Theories of Language
1. Walkley and Dellar offer no coherent account of language. They talk about two opposing views. The first view, the “wrong” one, is that “language can be reduced to a list of grammar structures that you can drop single words into.” This is called the “grammar + words” view; it’s described on page 9 of Teaching Lexically and subsequently referred to dozens of times throughout the book. The description is a derelict misrepresentation of grammar models of the English language such as those found in Quirk et.al. (1985), or Swan (2001), which describe the structure of English in terms of grammar, the lexicon and phonology.
2. The second view , the “right” one, is an attempt to summarise Hoey’s (2005) view that the best model of language structure is the word, along with its collocational and colligational properties. Collocation and “nesting” (words join with other primed words to form a sequence) are linked to contexts and co-texts, and grammar is replaced by a network of chunks of words. There are no rules of grammar; there’s no English outside a description of the patterns we observe among those who use it. As Hoey himself points out,
If this view of language is correct, if grammar and semantics are post-hoc effects of the way lexical items have been primed, … there is no right or wrong in language.

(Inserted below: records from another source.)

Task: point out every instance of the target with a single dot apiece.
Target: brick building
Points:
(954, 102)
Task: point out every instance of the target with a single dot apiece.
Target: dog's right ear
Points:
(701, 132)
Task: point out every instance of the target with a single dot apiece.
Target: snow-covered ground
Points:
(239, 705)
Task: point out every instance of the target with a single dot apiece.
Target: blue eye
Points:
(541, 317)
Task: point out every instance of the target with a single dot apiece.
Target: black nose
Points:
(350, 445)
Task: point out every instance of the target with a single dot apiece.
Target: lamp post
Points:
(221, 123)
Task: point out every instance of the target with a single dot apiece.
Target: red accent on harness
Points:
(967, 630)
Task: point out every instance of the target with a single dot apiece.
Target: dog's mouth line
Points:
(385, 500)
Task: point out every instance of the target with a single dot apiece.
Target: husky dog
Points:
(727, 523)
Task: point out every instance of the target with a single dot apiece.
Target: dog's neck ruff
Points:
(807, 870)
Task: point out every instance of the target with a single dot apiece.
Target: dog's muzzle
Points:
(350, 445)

It makes little sense to talk of something being ungrammatical. All one can say is that a lexical item or items are used in a way not predicted by your priming…. everybody’s language is truly unique, in that all our lexical items are primed differently as a result of different encounters.

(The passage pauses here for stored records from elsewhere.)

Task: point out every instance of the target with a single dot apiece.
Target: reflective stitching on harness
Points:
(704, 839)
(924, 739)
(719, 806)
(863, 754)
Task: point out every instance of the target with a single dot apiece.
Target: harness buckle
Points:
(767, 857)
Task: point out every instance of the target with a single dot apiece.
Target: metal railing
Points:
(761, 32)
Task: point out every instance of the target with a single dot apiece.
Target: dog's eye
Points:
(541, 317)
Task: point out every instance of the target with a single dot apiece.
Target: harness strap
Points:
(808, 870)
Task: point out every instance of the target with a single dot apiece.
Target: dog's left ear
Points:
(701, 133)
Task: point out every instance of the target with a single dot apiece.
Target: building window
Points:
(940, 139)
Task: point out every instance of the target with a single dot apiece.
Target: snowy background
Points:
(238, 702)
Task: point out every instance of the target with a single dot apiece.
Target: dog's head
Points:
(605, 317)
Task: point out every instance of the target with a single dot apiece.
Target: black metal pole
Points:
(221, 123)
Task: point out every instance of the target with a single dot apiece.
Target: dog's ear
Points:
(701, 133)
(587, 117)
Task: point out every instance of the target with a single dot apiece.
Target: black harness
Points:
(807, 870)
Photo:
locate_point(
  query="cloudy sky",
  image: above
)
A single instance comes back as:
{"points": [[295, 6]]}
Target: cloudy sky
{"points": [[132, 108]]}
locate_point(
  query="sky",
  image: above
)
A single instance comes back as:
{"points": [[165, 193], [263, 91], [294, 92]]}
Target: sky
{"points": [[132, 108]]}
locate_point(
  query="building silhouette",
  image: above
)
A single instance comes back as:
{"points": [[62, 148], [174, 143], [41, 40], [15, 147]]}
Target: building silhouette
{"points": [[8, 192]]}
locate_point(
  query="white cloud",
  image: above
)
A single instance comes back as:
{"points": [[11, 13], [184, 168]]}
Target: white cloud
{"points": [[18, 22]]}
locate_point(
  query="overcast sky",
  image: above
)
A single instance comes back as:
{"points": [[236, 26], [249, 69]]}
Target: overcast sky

3. Few linguists or teachers accept such a view. Hoey argues that we should look only at attested behaviour and abandon descriptions of syntax, but, while nobody these days denies the importance of lexical chunks, very few want to ignore the rules which guide the construction of novel, well formed sentences. After all, pace Hoey, people speaking English (including learners of English as an L2) invent millions of novel utterances every day, and they do so by making use of, among other things, grammatical knowledge. Walkley and Dellar acknowledge the importance of grammar, indicating some limits to their adherence to Hoey’s model, but they nowhere clarify these limits.

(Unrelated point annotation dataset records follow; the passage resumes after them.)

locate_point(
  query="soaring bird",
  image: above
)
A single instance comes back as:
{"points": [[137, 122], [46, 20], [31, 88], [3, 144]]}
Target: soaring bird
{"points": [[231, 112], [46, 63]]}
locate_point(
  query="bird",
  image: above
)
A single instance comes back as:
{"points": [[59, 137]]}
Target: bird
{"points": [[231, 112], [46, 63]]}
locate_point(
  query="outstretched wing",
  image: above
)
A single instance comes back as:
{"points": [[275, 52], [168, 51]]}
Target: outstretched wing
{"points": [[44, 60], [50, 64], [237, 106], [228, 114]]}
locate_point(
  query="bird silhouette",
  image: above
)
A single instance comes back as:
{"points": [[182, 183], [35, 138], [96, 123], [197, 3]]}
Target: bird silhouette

4. While Walkley and Dellar repeatedly stress that their different view of language is what drives their approach to teaching, they fail to offer any coherent account of “a lexical view of language”.
Theories of Language Learning
5. Walkley and Dellar offer no coherent account of how people learn an L2: no examination or evaluation of theories of SLA is attempted.
6. Hoey’s Lexical Priming Theory is adopted without any proper description or evaluation being attempted. The bare claim is made that when we learn a lexical item, it becomes primed for collocation, grammatical category, semantic associations and colligation, and that’s how we learn language.
7. When one looks at serious attempts by Nick Ellis and others to develop a theory of language learning based on usage and statistical learning, where priming is an integrated component, the inadequacies of Walkley and Dellar’s “explanation” are particularly apparent.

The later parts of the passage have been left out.